We are in the early phase of the episode in which the three students introduce themselves. In the beginning of the extract (line 01), Donald (sitting left) asks Julius (sitting right) about his studies. On the dimension of next action projection, a question for information strongly projects an answer in the adjacent slot. Julius provides such an answer by saying that he studied literature (line 02), and after a little silence, expands his turn to add that he has finished in the meantime (line 03). In overlap with this expansion, Donald asks a follow-up question in the format of a confirmation request for his guess that Julius studied German literature (line 04), which Julius confirms. This closes the sequence.
With regard to the dimension of next speaker selection, the second person pronoun du in the sequence-initial question is part of a multimodal (deictic) package in which the combination of gaze and the pronoun uniquely selects Julius as the next speaker. Julius complies (second line), while Alma, the third participant in this interaction, remains silent. 6 It is this pattern that Sacks and colleagues had in mind in the formulation of sub-rule 2a in the turn-allocation component of their model. 7
In extract 2, an equally strongly projecting first action (again a question) is produced in such a way that it is verbally addressed to both co-participants by the use of the second person plural pronoun, German ihr “you [PL]”. In this case, only gaze indicates who the speaker wants to select as the answerer:

Strong projection, speaker selection by gaze only.
Hansi, the speaker sitting in the middle, talks about her favorite writers. She mentions an author and asks the others whether they know his books (line 01). The question addresses both co-participants, Arleen and Svetlana, verbally via the second person plural pronoun. However, it is only one of them – Arleen, sitting on Hansi’s right – who answers by saying that she does not (line 03). Why is it Arleen who answers? The selection of Arleen is exclusively based on the questioner’s gaze. During the production of her turn-initial statement in line 01 (the assessment of the writer Walter Moers), Hansi mostly looks into the open space in front of her. It is only when she reaches the last word of this turn constructional unit (the proper name Moers), which also carries the nuclear accent of the intonation phrase, that she turns her gaze toward Arleen, and thereby selects her as the next speaker. She keeps looking at Arleen during the second part of her turn, that is, the question “do you know it?” (meaning: his book, line 02). Arleen, who has been looking at the speaker throughout, takes up this cue and answers immediately, while Svetlana remains silent (and by looking at the answerer accepts Arleen’s claim to the turn).
We now turn to less tightly organized sequences, that is those in which the first action projects a particular next action in a weaker way only. In extract (3), this first action is an evaluative statement that compares the educational systems of two German states. Participants are again Alma, Julius and Donald.
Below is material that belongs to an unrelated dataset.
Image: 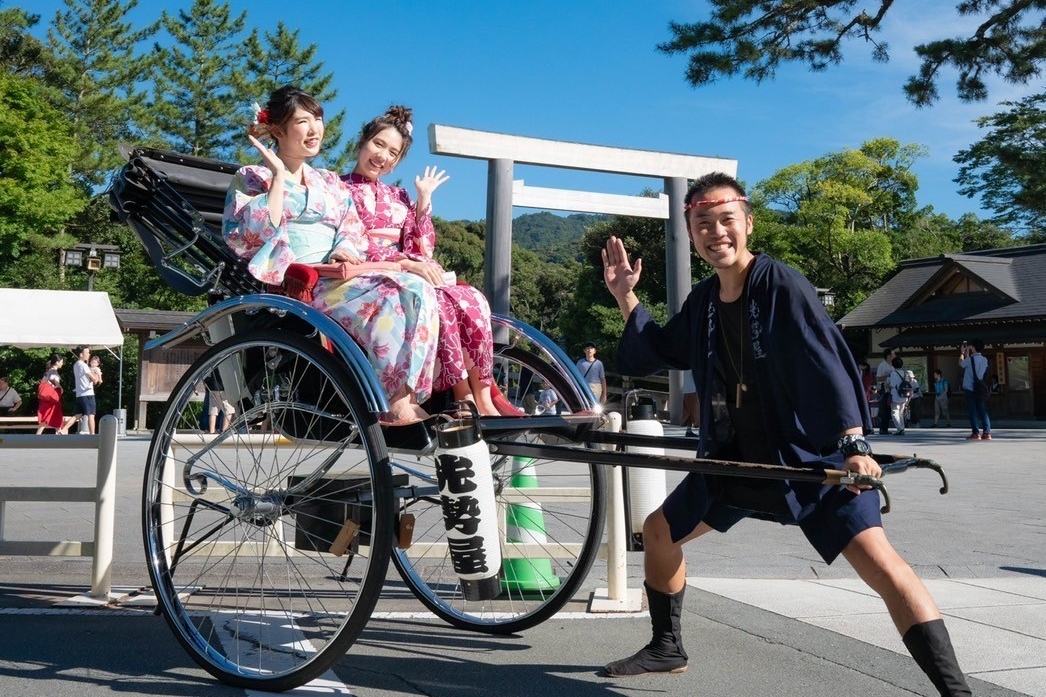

Moderately strong projecting first action and next-speaker selection by social categorization and gaze.
The main speaker in this sequence formulates a stereotype (cf. his initial framing: “how do they say”) in Germany according to which the northern states such as Hamburg give much better grades for the same school achievements than the southern states, such as Bavaria. What makes this turn somewhat delicate is the fact that shortly before, Alma had told the others that she grew up in Hamburg. Julius can therefore be considered to be threatening Alma’s face by downgrading the quality of her school exams, even though this is not made explicit. A response by one or both co-participants that expresses their opinion on the topic is projected, but the absence of such a second action (for instance due to the co-participants’ ignorance or indifference vis-à-vis this matter) would not be as sanctionable as the absence of an answer after the questions in extracts (1) and (2). If Donald’s sequence-initial action is heard as a critique, a response is of course even more projected.
During his comparative evaluation, Julius looks alternatingly at Donald and Alma, addressing them both. But based on Alma’s self-categorization as a “person from Hamburg” (who also attended school there), she is more likely to comment on Julius’s statement, particularly if she feels the need to defend herself against the imputation of a final exam without merits.
In addition to issues of social categorization (Alma as a “northerner”), next-speaker-selection is also achieved by Julius’s gaze. In the beginning of his turn he looks away into the open space before him (line 01 and beginning of line 02), a typical gaze behavior during hesitations, presumably linked to planning activities. Once the hesitation phase is over (on “zwei komma null”, “B-exam”, line 02), he first turns to Donald and then to Alma, just to turn back to Donald for a very short moment (on “in_n”, “is a”) in the beginning of the predicate. But when approaching the end of his turn (line 03), he gazes at Alma, selecting her as the next speaker. And indeed she picks up the topic eagerly and starts to disagree, arguing that things should not be generalized (lines 04/06).
Even further down on the dimension of next-speaker selection strength are cases in which no other technique than gaze is employed. In these cases, the first action can still be sequentially projecting; nevertheless, it is verbally designed in such a way that it can be responded to by all co-participants.
The following sequence is again taken from the very beginning of the episode between Alma, Julius and Donald, immediately after the initial exchange of greetings and self-presentations. Donald starts the conversation with a kind of excuse (“I thought I might arrive a few minutes late but. . .”, line 01-02), which is ritualistic as he had in fact arrived in time. A ritual excuse need not, but can be responded to by acceptance. Both co-participants, Alma and Julius, are eligible for this next action.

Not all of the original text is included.